Earnings rose from $754 million to $1.29 billion. Adjusted operating earnings climbed 7 percent to $1.5 billion, and revenue rose 9 percent to $7.5 billion. The results exceeded Wall Street expectations. Excluding Time Inc., revenue rose 12 percent, and adjusted operating earnings jumped 12 percent 

Revenue and profitability at the three core units -- the Turner networks, Warner Bros. and HBO -- all rose.

Said Bewkes: "We are off to a very strong start in 2014, with results that demonstrate both the returns we can achieve on our investments in great storytelling and the growth potential of our businesses." 

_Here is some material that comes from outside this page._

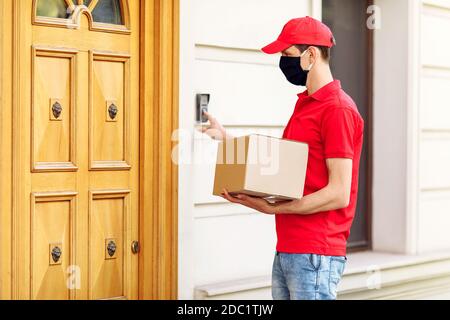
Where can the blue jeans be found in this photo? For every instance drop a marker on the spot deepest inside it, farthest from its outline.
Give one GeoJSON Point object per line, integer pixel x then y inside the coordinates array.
{"type": "Point", "coordinates": [306, 276]}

First-quarter revenue at Warner Bros. jumped 14 percent to $3.1 billion with adjusted operating income up 43 percent to $380 million. Stronger theatrical results, higher video-game revenue and growth in international TV licensing all boosted results, while physical home entertainment revenue declined. 

Bewkes touted The Lego Movie as "yet another franchise for us."

HBO revenue and adjusted operating income rose 9 percent and 11 percent, respectively, to $1.3 billion and $464 million. The latest season of Game of Thrones on home video and subscriber revenue growth boosted revenue, but programming and distribution costs rose. 

Turner revenue grew 5 percent to $2.6 billion as adjusted operating profit rose 3 percent to $895 million. Advertising revenue rose 5 percent, and subscription revenue grew 7 percent, but content revenue dropped 15 percent, with the timing of subscription VOD availabilities cited as a driver of the decline.